Em comunicado conjunto assinado pelo presidente do SAG-AFTRA, Sean Astin, e pelo diretor executivo nacional, Duncan Crabtree-Ireland, a liderança do sindicato dos atores reforçou a necessidade urgente de proteger o ecossistema de produções norte-americano. Para isso, a resolução recém-aprovada exige salvaguardas aplicáveis contra a redução do volume de produções pelos estúdios, estabelecendo a garantia de um percentual mínimo de projetos realizados diretamente no território dos Estados Unidos.

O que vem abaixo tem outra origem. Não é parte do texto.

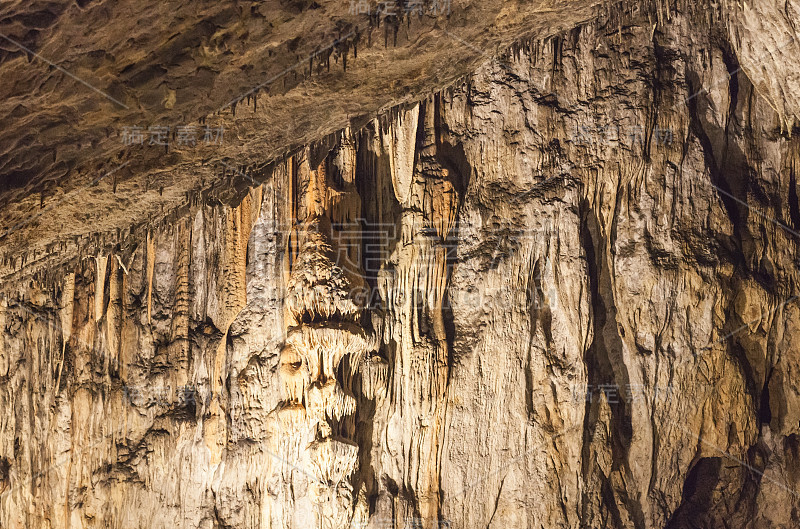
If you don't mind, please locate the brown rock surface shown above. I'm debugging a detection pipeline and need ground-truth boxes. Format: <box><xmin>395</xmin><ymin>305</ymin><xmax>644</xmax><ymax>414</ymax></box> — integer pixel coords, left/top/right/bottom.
<box><xmin>0</xmin><ymin>1</ymin><xmax>800</xmax><ymax>529</ymax></box>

Além dessas exigências, o posicionamento do SAG-AFTRA formaliza seu apoio público às ações judiciais movidas pelo WGA (Sindicato dos Roteiristas) e por uma coalizão de procuradores-gerais estaduais para barrar o negócio. A gravidade da situação foi sintetizada nas palavras do próprio presidente Sean Astin, ao declarar que “esta não é uma conversa sobre valor para os acionistas, é sobre a sobrevivência do negócio do entretenimento na América”.
O Cenário Judicial e os Obstáculos para o Acordo
Embora a fusão tenha recebido aprovação do Departamento de Justiça dos EUA (DOJ) e da União Europeia, o processo enfrenta resistência jurídica relevante no país:
- Bloqueio Estadual: Uma ação antitruste liderada pelo procurador-geral da Califórnia, Rob Bonta, e apoiada por outros 11 estados obteve uma liminar para suspender a conclusão da aquisição. Os estados argumentam que a união entre os estúdios gera um poder anticompetitivo no mercado de blockbusters e de TV a cabo.
- Processo do WGA: O Sindicato dos Roteiristas abriu seu próprio processo paralelo para barrar a transação no Tribunal Distrital do Norte da Califórnia, alegando que a consolidação resultará na redução de empregos, corte de custos e diminuição salarial da categoria.
- Calendário Adiado: Diante das ações na justiça, a expectativa inicial da família Ellison (proprietária da Skydance) de fechar o negócio no terceiro trimestre foi paralisada, empurrando o julgamento e o eventual desfecho para o ano de 2027.